I have recently been involved in a project whose purpose was the migration of a legacy software application primarily based on TIBCO BusinessWorks to a new, pure Java-based platform. In order to produce a complexity baseline, I asked the team to provide a T-Shirt size (S, M, L or XL) for each of the legacy platform’s capabilities. The aim of this exercise was to have a cost factor that we could use to estimate the price of migrating the application to the new platform.

The initial draft had a subset of capabilities that were judged by the team as follows:

Size Capability
S Suspend Customer
M Verify Customer Address
XL Change Order (Pre-seller acknowledgement)
XL Change Order (Post-seller acknowledgement)

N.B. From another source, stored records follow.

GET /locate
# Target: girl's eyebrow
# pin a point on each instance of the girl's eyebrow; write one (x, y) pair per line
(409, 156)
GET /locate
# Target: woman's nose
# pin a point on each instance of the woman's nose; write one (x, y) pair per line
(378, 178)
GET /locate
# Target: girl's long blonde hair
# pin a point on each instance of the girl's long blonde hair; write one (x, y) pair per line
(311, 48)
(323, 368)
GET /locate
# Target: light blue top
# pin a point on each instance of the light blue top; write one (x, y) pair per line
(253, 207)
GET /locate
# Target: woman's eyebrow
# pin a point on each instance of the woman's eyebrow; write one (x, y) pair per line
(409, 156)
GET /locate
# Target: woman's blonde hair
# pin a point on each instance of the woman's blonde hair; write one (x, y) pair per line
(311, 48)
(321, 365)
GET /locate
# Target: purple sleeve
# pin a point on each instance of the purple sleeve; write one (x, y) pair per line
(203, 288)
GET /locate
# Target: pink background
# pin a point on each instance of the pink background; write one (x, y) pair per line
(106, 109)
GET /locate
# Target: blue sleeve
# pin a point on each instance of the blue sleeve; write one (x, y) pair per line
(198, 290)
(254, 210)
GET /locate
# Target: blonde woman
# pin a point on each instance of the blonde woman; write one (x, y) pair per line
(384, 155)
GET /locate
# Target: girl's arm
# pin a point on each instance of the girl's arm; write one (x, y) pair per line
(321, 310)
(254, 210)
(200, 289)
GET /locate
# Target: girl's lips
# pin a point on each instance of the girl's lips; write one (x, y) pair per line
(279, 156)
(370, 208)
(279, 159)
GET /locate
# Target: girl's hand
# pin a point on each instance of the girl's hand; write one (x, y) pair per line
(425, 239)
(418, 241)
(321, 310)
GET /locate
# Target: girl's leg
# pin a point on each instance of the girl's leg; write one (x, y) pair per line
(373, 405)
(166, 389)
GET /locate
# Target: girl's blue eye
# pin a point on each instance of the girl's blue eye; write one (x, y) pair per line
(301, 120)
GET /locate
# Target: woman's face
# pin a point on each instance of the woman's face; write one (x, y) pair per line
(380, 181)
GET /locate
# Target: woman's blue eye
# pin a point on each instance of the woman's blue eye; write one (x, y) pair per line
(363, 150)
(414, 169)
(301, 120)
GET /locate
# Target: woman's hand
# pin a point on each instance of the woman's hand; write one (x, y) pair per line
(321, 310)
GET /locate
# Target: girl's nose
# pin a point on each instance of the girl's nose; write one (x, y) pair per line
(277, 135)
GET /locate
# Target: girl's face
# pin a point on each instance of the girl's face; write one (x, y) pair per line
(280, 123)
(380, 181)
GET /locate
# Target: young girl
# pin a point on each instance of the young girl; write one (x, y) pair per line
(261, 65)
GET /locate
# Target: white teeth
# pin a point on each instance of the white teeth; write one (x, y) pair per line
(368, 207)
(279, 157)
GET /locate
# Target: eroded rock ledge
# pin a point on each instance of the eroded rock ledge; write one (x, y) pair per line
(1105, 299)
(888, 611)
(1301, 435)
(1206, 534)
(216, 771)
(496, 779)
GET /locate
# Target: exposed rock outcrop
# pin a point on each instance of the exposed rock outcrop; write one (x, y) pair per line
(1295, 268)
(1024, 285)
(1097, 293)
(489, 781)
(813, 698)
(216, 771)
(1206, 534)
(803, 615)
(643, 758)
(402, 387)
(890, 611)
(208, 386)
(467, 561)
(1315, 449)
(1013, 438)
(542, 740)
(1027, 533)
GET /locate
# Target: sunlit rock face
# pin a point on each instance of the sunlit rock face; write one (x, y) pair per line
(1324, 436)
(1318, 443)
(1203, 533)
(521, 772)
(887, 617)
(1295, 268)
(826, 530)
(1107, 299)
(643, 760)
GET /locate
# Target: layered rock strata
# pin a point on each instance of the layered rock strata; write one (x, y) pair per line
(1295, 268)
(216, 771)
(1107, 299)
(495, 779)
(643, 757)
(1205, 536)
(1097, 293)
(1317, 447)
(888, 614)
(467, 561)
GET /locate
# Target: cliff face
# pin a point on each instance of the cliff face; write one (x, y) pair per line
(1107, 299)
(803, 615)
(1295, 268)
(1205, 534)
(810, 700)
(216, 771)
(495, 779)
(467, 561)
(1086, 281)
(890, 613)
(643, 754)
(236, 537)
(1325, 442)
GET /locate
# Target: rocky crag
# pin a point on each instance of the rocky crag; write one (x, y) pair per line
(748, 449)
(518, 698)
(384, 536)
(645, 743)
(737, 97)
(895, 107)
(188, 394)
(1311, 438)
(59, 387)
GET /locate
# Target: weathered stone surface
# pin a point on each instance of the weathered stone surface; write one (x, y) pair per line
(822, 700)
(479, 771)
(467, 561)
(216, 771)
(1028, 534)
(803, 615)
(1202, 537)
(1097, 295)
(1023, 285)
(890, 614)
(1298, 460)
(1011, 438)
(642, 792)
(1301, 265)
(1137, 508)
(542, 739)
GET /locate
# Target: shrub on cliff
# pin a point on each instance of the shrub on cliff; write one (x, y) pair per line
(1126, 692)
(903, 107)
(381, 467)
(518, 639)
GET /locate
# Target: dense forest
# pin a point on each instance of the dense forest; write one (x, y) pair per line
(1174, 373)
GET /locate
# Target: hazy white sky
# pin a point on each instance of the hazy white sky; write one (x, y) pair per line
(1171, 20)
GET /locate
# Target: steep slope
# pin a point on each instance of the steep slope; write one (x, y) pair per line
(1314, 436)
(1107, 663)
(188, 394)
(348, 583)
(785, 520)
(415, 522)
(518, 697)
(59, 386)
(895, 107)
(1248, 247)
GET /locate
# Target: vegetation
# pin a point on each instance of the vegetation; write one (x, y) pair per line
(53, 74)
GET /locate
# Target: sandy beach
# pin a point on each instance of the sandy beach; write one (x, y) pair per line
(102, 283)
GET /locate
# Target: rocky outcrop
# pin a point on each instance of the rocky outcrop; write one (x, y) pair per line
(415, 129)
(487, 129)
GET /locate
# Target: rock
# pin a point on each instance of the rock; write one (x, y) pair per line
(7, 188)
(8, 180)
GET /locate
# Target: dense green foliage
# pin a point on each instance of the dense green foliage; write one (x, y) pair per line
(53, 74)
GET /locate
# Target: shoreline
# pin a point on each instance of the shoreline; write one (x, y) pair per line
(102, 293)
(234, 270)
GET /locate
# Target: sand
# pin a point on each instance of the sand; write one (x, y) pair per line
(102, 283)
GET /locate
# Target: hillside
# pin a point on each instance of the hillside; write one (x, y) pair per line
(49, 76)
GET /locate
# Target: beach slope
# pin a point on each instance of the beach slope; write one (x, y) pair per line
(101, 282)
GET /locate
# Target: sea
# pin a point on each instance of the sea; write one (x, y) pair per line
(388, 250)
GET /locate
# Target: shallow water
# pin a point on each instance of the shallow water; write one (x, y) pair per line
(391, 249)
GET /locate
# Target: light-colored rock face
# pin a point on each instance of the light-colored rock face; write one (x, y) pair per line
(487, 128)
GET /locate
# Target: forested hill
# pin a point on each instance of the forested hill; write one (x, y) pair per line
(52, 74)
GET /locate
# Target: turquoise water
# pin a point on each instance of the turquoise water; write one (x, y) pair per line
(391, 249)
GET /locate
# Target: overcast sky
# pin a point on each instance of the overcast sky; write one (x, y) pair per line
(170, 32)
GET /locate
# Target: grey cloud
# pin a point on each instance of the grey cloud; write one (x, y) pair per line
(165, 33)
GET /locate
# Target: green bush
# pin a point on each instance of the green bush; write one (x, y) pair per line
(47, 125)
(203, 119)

A few weeks later, I asked the team to provide the number of days it would take to implement each T-shirt size; they said that they would rather provide an estimation per each specific capability as opposed to give a general average number per T-shirt size—this was already a bad sign. At the end of the process I got the following:

Size Capability Man days
S Suspend Customer 5
M Verify Customer Address 10
XL Change Order (Pre-seller acknowledgement) 80
XL Change Order (Post-seller acknowledgement) 5000

I was shocked. How come an XL capability is estimated to require 80 man days and another 5000? I asked for evidence: UI screens, code, database tables…every element of proof that justifies such an inflated number.

It turned out that the team was right. The Change Order (Post-seller acknowledgement) capability involved over 300 discrete use cases. The difference between changing an order when the sellers had not yet acknowledged it, versus this scenario, in which they had, made a radical difference. For example, there was the need to contemplate challenges such as sellers that had a “no cancellation after shipment” policy but that had failed to update the order’s shipment status.

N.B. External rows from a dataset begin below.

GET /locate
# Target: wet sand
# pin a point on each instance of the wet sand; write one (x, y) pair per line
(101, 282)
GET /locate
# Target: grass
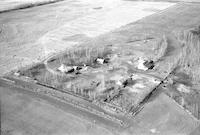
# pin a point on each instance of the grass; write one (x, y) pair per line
(81, 56)
(189, 61)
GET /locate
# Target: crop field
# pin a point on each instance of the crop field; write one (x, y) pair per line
(104, 67)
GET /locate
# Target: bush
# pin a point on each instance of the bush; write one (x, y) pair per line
(161, 49)
(189, 61)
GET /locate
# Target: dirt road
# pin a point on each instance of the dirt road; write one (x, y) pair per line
(55, 27)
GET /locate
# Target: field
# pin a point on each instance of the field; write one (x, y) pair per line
(136, 73)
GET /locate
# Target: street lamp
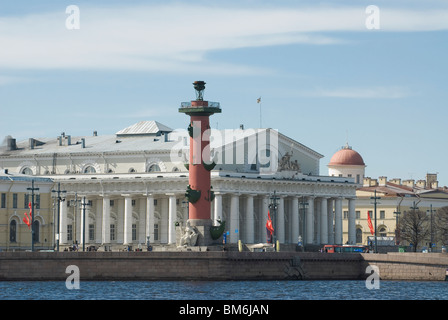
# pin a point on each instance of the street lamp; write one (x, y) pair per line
(273, 206)
(375, 198)
(32, 189)
(397, 229)
(60, 196)
(432, 233)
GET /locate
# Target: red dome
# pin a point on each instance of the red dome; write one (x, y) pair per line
(346, 157)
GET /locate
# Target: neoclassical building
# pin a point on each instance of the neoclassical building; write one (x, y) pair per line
(126, 188)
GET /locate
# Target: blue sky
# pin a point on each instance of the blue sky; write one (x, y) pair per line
(323, 76)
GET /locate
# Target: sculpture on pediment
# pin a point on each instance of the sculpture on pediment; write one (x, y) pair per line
(286, 164)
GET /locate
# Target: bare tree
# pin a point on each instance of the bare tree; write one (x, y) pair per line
(414, 227)
(441, 225)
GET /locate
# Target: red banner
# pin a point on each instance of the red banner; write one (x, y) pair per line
(369, 222)
(27, 219)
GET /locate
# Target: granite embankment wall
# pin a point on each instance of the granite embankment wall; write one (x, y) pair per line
(219, 265)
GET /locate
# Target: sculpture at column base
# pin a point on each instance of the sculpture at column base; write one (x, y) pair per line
(198, 232)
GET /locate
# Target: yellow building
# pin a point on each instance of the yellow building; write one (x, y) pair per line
(394, 198)
(15, 198)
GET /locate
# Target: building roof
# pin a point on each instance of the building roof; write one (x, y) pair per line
(346, 157)
(145, 128)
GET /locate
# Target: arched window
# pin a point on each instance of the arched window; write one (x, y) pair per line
(154, 168)
(13, 231)
(89, 169)
(27, 171)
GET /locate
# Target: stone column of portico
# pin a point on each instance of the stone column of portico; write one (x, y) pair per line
(249, 225)
(84, 226)
(105, 232)
(338, 221)
(295, 229)
(317, 215)
(264, 217)
(324, 220)
(63, 222)
(310, 221)
(171, 218)
(234, 218)
(351, 221)
(127, 228)
(149, 217)
(217, 210)
(281, 220)
(330, 216)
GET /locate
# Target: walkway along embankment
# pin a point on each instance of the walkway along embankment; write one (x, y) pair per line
(215, 265)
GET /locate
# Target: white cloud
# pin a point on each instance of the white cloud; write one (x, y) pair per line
(393, 92)
(179, 37)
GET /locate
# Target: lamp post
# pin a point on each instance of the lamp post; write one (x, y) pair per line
(59, 195)
(397, 229)
(432, 233)
(273, 207)
(413, 208)
(375, 202)
(32, 189)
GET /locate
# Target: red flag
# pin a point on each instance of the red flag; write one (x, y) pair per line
(369, 222)
(27, 219)
(269, 224)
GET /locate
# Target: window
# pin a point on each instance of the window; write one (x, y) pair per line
(134, 232)
(154, 168)
(26, 200)
(69, 232)
(112, 232)
(91, 232)
(358, 235)
(3, 200)
(27, 171)
(13, 231)
(89, 169)
(14, 200)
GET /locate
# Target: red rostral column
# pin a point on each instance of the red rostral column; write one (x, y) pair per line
(199, 192)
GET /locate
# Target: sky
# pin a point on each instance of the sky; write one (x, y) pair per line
(328, 72)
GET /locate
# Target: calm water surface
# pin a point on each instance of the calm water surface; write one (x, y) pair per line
(220, 290)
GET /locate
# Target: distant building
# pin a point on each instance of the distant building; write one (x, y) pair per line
(396, 196)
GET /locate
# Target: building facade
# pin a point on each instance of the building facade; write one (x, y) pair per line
(128, 188)
(15, 200)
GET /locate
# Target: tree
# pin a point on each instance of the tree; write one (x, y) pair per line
(441, 225)
(414, 227)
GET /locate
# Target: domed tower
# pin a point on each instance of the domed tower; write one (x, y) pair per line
(347, 163)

Whereas the capabilities judged S, M, and L had a fairly consistent relative complexity, the developers dumped anything above “trivial” in the XL bucket without regard to how complex a given capability was from one another. At this point, I said to the legacy’s platform team lead: “This means that the 4-point, T-shirt scale is not large enough to capture the wide differences between one capability and another. We need either a larger scale or to break down the capabilities into more atomic ones”.

The conclusion is that a T-shirt size model in software is only appropriate when the set of properties (capabilities, use cases, features, etc.) to which the scale is applied have a relatively normal distribution in terms of the complexity. That is to say, if the complexity index (say, in McCabe terms) for an XL capability is 100, another XL capability should not be 150 or larger.

Note: The domain and scenario have been changed from the original for illustration purposes.